Weirdly, this pales in comparison to what Stephen Roche seemed to think were the biggest issues effecting cycling – the horror of unzipped jerseys, drafting cars and race radios. Whilst the race radio debate will go on forever, and the drafting of cars by someone is usually when they’ve crashed and need pacing back, which, sorry Stephen, is perfectly legitimate in my view anyway, seriously, unzipped jerseys? Roche’s argument is that ‘Cycling’s not just about men in Lycra turning pedals, it’s about the performance, public, television, newspapers, sponsors, everybody. Cyclists today believe it’s only about themselves when in fact, if they haven’t got sponsors, if they haven’t got the public behind them, there’s no reason to have guys riding bikes.” True, but saying people can’t unzip a jersey because ‘If you don’t stop it now, they’ll have no jerseys on shortly. They talk about heat, about not being able to breathe. Bullshit. Footballers, every time they score a goal, pull their jersey off, but it was banned because it didn’t look nice. Why do we tolerate it in cycling?’ is beyond a joke. We tolerate it because we’re interested in the event, and we already know the sponsors, and even if we don’t, we’re not stupid enough to not be able to read a jersey just because its flapping in the wind…

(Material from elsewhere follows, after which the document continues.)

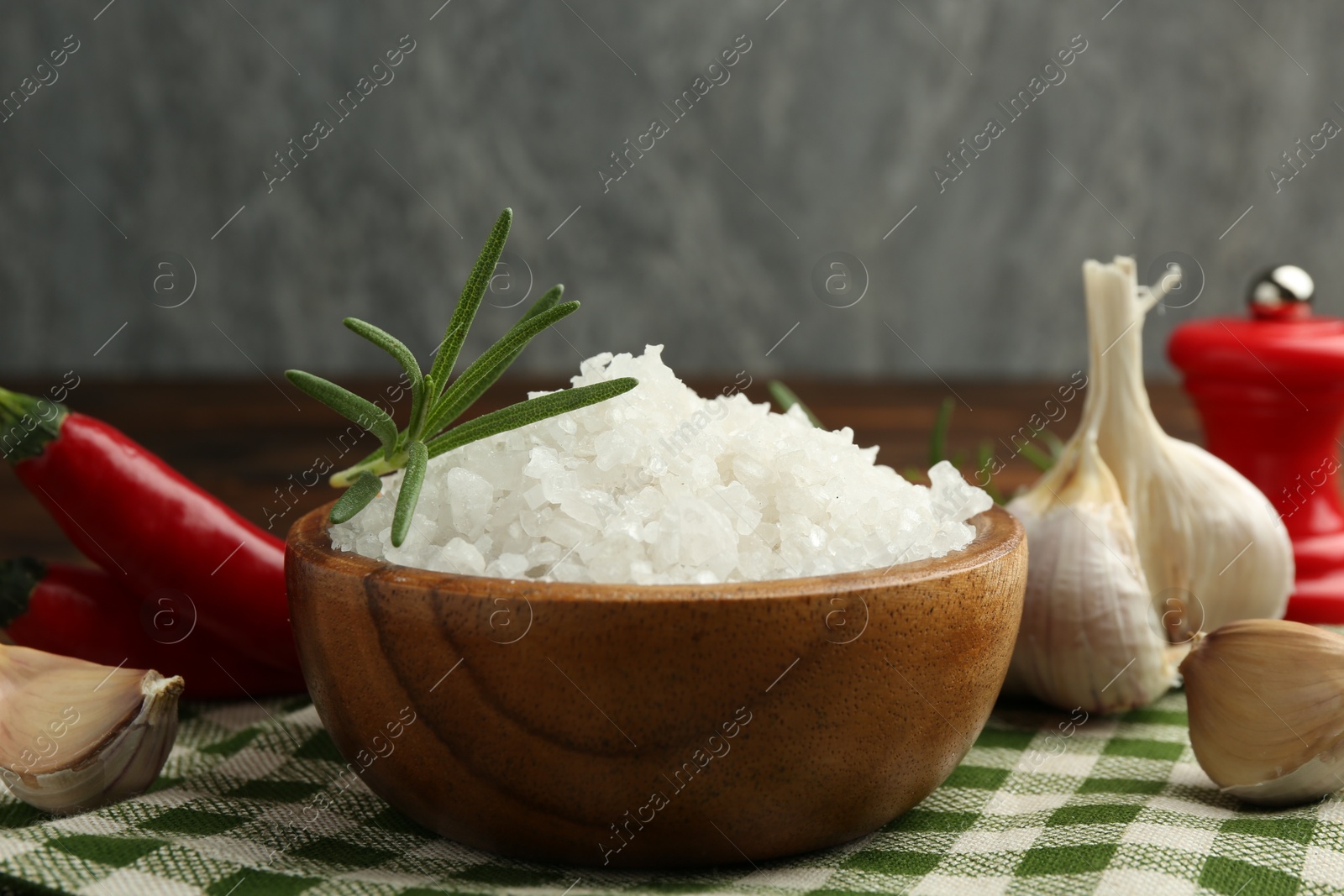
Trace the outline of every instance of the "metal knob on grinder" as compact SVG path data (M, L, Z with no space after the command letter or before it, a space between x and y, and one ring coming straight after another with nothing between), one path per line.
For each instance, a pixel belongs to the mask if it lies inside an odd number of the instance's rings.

The governing bodies really do need to be careful. Medals have already been decided by odd officiating at the Olympics – China lost Gold in the team sprint for something that didn’t even give them an advantage, but then the same officials saw no problem in allowing Perez in the Men’s Omnium to be eliminated twice, a decision that ultimately decided the fate of the silver and bronze medals: had the correct calls been made, different people would be in possession of the prizes. Cycling is about the entertainment, the spectacle, the suffering. Not, as the officials seem to think, the rules. The sooner they realise, the better for us all.